The failure of Country Garden to pay a bond coupon has prompted an investor to start pushing for a payout on derivative financial contracts known as credit default swaps (CDS) linked to the troubled Chinese developer. Contry Garden did not pay the bond coupon after a 30-day grace period expired on October 18, according to media reports. The company has remained silent about it, and was later forced to deny online rumours that key members of the founding family had fled the country. Country Garden had about ¥118.5 Billion of foreign-currency debt on June 30, based on its latest financial report to shareholders. About $557.5 Million of offshore interest and principal maturities, as well as some $1.75 Billion of principal, will fall due by the end of this year, according to CreditSights, a US-based credit research company.
Country Garden Holdings Chairman and Executive Director Yeung Kwok-Keung. Reuters.
About Evergrande Crisis?
Evergrande, one of the most indebted property builder last month announced its bankruptcy after being under more than $300 Billion debt. In a filing with the Hong Kong Stock Exchange, Evergrande announced on Thursday that Hui Ka Yan, the company’s chairman and billionaire founder, was suspected by the authorities of criminal wrongdoing. The statement seemed to confirm news reports that Mr. Hui was under police surveillance, a form of house arrest, by the Chinese authorities. Once a renowned business company in China , Evergrande paid the price for years of heedless borrowings after the Chinese government cracked down on debt to limit the potential systemic risk from a property crisis.

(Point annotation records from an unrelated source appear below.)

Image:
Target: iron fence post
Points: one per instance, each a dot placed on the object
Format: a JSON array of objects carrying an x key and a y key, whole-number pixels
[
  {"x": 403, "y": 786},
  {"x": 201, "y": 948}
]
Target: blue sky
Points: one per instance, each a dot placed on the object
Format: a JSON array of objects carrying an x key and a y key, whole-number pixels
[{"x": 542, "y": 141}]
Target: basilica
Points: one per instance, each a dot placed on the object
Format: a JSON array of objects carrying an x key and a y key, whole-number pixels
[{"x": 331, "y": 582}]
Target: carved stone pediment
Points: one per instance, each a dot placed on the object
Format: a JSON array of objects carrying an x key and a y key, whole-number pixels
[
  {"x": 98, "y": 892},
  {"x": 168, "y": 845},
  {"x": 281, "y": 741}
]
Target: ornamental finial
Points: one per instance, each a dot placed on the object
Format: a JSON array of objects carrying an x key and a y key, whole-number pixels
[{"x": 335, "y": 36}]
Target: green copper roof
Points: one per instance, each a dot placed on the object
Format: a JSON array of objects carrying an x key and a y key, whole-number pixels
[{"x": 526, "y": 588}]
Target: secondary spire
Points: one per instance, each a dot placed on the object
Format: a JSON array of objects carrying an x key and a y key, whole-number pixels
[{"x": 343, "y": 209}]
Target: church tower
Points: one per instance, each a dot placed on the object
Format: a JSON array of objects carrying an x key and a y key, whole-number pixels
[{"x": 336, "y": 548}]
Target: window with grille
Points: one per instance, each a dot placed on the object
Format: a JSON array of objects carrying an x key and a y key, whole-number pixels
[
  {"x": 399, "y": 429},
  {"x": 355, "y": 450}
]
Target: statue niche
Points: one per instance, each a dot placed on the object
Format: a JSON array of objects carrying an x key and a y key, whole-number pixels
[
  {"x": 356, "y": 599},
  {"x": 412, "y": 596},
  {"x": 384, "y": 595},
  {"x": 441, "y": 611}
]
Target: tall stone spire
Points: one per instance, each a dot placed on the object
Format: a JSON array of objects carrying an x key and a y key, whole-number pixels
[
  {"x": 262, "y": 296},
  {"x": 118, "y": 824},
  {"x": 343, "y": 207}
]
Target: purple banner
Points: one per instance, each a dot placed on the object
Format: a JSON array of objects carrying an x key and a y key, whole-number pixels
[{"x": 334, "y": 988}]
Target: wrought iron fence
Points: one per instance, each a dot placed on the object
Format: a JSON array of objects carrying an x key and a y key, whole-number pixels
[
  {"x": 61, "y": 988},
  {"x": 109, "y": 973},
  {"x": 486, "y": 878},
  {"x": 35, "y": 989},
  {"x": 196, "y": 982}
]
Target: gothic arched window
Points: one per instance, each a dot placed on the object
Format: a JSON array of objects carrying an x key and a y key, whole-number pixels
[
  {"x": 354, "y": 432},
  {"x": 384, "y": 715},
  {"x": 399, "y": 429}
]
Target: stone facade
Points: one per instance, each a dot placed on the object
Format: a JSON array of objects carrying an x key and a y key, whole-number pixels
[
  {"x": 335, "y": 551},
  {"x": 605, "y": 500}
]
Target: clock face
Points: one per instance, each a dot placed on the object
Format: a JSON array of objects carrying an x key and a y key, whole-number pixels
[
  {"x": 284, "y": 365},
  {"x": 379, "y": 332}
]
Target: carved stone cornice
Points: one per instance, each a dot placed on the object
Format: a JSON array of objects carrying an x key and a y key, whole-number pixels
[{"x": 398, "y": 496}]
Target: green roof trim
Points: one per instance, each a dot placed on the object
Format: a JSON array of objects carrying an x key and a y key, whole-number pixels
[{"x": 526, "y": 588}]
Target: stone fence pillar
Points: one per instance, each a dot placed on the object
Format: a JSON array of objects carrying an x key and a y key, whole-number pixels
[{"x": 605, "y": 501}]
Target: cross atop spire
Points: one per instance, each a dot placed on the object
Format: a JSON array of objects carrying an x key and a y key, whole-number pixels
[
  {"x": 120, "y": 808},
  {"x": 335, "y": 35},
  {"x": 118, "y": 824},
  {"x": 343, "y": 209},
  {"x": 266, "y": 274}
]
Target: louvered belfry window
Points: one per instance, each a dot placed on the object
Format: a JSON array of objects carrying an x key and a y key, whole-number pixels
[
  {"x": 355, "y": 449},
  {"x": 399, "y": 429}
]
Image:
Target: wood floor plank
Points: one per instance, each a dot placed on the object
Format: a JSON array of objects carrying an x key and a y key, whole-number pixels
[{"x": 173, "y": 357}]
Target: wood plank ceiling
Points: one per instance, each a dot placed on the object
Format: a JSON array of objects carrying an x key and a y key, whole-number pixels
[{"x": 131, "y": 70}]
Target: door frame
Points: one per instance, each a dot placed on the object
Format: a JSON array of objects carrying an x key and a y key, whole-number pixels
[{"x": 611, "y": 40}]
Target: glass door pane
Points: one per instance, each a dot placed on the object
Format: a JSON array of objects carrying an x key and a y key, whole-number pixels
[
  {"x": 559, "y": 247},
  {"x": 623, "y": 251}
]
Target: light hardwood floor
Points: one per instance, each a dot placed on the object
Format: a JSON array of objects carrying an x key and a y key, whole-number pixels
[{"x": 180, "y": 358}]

A housing complex in Wuhan that was being built by China Evergrande. Getty Images.
How did Evergande land in this mess?
The sudden surge of success because of China’s rapid urbanisation saw the creation of Evergrande by the founder, Hui Ya Kan. Like other Chinese real estate companies, Evergrande’s business model was close to perfection when the tide was on their side. It borrowed to build, then repaid the debt when home buyers invariably snapped up property. The growth fuelled more debt and soon they were under $81 Billion debt in 2021-22 and now have surpassed the $300 Billion debt mark. It soon branched out from real estate and built cars, operated other businesses and soon bought a football club. In 2020, regulators made it more difficult for indebted real estate companies to continue borrowing. Evergrande’s business model — fuelled by easy access to credit — crumbled.
What happens to the Chinese Economy?
The Chinese governance did subsidise a lot of real estate companies to avoid this kind of reckless business activities. Incentives and help was launched by the ministry for a few companies. Unfinished homes and more than 50 real estate developers in defaulters list is nothing but worrisome for Beijing. The real estate industry has contributed significantly to China’s ‘economic miracle’, averaging 13.4 per cent of GDP since 2013. According to a Stanford University report, the sector ‘has remained around 26 per cent of GDP since 2018’ — a high portion by both international and domestic standards.
China’s robust growth, one of the fastest sustained expansions for a major economy in history, was propelled for decades by a housing boom fuelled by a rising population and urbanisation. Investment in real estate fell last year for the first time in a decade, and with no bailout from Beijing in sight, the property downturn is likely to drag on, posing a major threat to China’s growth prospects over the next three to five years.
The woes continue for Xi-Jin-Ping. Weaker economic growth, all time high youth unemployment and hints of recession have all hit Beijing together. The bankruptcy of these companies leave the government with nothing but pennies in their hand. This catastrophe is expected to hurt the Chinese GDP by 3-4% YoY. Is there a way out from this crisis? or is it the beginning of the downfall for China?